Tuesday, December 03, 2013

Photographer has captured coal-mining communities in Central Appalachia for 45 years

Photographer Builder Levy has spent a great deal of his life traveling to coal communities, mostly in Central Appalachia, to capturing the essence of living and working in its coalfield. His newest book, Appalachia USA, features 69 of his photos from southern West Virginia, Eastern Kentucky and Southwest Virginia, offering a wide array of photos from the the last 45 years, Paul Nyden reports for the Charleston Gazette. (Levy photo: Coal camp in Buchanan County, Virginia, 1970)

Builder Levy
Levy told Nyden: "I grew up during the Cold War and the McCarthy era in a family that encouraged art and believed that the world needed to be changed. By the 1960s, people in our nation were marching in the streets for civil rights at home and for peace in Vietnam. In communities throughout America, people were standing up for their humanity and dignity and struggling for social justice. As an artist, I needed to find a way to have a direct connection to these realities."

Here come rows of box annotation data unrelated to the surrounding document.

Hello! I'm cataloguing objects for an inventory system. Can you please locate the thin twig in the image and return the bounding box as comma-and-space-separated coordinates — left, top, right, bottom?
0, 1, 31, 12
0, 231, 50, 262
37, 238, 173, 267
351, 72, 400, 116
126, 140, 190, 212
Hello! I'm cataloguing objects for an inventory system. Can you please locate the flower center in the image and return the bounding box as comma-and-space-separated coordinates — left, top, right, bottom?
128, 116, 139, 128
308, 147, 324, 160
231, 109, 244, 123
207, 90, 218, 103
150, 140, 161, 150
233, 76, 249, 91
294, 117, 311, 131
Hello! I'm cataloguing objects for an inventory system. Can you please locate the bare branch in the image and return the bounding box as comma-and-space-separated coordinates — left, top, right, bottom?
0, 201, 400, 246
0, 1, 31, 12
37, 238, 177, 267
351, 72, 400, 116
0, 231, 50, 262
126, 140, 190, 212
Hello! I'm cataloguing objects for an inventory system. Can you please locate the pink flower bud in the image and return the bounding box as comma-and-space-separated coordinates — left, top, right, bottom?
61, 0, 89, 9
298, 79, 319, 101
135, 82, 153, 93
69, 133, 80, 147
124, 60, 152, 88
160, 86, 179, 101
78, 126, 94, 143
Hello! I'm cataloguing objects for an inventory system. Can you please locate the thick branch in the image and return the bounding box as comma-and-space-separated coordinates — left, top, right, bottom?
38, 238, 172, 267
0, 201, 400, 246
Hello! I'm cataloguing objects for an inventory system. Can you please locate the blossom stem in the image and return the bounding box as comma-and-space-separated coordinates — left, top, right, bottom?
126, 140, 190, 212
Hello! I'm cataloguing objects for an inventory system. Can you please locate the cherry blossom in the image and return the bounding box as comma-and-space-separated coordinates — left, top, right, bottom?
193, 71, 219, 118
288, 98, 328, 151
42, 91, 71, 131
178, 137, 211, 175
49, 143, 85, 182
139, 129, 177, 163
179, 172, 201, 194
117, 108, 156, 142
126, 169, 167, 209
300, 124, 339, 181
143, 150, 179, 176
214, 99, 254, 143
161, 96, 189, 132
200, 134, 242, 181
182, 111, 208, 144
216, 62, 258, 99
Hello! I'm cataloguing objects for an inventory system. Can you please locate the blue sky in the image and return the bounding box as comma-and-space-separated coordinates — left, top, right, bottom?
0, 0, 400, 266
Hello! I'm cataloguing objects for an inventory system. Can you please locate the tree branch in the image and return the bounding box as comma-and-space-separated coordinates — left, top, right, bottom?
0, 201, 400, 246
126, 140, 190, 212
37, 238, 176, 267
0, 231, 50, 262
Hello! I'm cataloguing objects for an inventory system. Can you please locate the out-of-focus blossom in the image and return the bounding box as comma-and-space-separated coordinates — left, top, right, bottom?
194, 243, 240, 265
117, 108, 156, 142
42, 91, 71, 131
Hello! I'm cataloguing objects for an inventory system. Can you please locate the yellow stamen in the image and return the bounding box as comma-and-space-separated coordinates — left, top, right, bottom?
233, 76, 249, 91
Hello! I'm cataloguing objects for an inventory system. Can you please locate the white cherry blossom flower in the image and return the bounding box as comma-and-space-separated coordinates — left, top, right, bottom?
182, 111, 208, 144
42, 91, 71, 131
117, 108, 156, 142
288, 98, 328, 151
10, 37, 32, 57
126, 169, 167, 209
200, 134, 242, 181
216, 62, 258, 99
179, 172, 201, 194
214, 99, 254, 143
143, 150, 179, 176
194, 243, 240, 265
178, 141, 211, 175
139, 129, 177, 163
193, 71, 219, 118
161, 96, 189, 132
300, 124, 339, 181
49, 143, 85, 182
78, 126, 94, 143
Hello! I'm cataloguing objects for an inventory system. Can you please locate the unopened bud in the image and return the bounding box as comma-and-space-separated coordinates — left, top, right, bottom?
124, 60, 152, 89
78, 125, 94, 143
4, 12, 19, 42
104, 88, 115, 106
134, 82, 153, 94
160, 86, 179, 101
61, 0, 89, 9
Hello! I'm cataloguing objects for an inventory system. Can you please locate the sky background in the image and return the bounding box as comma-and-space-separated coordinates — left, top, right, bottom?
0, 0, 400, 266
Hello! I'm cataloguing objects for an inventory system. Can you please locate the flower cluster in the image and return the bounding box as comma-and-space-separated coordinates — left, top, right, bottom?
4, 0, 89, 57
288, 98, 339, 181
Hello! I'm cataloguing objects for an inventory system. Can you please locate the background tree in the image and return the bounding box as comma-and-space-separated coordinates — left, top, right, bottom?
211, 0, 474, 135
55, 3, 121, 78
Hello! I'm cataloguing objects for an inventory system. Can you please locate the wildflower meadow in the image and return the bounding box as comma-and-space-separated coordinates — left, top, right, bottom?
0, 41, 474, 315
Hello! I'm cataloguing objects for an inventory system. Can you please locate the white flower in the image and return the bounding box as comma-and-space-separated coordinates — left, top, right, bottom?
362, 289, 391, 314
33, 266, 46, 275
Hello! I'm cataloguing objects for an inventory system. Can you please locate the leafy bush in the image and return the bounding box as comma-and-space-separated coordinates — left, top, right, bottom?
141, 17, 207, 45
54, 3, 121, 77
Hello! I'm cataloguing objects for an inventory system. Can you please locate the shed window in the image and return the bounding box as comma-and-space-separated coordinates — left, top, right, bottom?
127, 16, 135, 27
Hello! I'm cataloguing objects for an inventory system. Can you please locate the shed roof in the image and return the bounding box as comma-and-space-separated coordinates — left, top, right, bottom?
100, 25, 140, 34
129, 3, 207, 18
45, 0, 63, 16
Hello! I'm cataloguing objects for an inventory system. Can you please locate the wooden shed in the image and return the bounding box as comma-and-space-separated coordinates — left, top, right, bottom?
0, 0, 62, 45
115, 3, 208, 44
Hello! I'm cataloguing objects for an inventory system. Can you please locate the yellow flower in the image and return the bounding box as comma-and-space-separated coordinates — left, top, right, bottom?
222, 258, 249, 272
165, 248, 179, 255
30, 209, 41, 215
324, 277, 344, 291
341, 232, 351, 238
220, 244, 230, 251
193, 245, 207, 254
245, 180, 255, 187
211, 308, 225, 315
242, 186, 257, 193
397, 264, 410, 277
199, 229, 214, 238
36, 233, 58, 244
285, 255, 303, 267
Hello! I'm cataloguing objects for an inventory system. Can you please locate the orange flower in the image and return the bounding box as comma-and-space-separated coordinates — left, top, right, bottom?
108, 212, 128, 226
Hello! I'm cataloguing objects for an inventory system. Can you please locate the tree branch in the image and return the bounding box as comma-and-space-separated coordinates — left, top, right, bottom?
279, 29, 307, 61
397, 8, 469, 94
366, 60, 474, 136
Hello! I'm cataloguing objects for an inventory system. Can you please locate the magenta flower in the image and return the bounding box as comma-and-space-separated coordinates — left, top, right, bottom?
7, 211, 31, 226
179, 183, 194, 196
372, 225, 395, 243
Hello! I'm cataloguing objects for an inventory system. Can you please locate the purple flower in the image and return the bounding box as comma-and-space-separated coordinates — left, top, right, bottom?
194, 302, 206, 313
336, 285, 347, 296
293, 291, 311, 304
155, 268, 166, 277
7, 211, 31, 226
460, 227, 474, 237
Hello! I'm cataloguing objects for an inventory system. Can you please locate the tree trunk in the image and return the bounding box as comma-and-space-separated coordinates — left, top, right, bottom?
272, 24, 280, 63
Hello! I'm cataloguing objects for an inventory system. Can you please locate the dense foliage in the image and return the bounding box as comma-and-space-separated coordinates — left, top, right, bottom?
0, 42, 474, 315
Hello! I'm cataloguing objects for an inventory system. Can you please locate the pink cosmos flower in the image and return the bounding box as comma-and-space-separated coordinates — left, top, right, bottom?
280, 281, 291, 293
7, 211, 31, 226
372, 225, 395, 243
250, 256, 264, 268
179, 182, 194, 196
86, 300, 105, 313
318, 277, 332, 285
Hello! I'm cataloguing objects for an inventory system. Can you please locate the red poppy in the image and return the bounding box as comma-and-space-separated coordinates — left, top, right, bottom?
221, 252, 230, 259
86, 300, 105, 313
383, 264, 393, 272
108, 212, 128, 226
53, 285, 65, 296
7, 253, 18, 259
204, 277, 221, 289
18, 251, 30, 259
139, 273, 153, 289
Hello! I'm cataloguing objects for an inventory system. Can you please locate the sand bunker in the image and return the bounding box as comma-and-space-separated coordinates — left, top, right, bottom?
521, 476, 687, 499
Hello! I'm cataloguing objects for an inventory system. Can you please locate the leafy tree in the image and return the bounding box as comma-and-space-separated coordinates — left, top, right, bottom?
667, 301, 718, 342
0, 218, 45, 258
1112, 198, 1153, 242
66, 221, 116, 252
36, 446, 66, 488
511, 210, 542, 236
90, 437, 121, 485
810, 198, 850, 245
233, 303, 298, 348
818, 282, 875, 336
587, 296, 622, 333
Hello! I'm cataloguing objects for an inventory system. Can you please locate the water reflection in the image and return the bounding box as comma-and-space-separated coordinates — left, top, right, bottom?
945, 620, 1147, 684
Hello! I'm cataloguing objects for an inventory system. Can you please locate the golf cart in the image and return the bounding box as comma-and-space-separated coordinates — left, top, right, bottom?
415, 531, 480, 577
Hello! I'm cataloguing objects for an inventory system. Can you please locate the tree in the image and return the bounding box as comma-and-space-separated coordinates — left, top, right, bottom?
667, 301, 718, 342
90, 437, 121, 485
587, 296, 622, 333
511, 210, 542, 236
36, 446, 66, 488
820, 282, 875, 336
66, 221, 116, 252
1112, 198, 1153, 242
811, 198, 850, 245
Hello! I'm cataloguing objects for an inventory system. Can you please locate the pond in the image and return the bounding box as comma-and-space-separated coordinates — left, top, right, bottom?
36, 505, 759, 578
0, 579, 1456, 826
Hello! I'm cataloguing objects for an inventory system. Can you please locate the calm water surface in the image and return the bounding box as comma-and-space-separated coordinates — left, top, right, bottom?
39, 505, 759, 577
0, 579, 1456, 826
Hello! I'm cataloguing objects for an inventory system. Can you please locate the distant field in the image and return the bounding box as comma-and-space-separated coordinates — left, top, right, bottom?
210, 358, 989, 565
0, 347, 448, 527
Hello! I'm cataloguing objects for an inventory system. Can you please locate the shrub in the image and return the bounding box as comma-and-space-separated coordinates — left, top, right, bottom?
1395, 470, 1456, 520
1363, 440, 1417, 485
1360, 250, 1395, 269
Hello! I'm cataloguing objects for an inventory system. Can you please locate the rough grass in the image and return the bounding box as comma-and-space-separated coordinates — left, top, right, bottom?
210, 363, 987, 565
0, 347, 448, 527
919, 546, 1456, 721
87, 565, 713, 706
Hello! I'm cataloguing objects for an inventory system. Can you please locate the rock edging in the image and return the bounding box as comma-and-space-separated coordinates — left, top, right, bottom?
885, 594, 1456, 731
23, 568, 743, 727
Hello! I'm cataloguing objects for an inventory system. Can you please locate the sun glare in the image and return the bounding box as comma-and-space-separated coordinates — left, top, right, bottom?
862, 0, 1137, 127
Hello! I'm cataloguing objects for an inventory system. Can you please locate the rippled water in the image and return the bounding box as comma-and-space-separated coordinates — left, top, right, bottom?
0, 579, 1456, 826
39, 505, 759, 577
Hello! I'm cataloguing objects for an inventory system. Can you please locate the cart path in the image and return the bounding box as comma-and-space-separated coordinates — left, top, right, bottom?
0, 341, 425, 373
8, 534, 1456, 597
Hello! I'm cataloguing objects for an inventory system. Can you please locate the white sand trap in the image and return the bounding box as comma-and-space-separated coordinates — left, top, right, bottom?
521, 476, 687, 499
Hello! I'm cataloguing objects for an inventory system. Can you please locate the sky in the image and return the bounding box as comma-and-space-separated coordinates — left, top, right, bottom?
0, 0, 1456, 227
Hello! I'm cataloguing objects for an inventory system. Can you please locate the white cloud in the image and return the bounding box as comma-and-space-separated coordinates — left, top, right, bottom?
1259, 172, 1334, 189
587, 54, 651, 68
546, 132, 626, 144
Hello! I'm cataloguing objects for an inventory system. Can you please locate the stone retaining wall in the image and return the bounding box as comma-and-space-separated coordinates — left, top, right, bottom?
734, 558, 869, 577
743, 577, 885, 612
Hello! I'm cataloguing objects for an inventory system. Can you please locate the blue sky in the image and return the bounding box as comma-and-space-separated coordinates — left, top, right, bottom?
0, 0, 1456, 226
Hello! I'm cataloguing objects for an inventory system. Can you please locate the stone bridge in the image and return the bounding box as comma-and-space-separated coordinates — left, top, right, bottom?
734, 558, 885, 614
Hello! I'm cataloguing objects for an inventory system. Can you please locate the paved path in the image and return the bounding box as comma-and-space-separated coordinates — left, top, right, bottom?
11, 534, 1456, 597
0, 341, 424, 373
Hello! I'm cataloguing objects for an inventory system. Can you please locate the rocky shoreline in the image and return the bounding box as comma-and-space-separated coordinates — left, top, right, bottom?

Levy photographs have appeared in more than 200 exhibitions, including "Images of Appalachian Coalfields," which had "70,000 visitors when it was displayed  the West Virginia Culture Center during the spring of 1991," Nyden writes. He also published Life of the Appalachian Coal Miner in 1976, Images of Appalachian Coalfields in 1989, Builder Levy Photographer in 2005 and 25 other books. His work can be viewed on his website.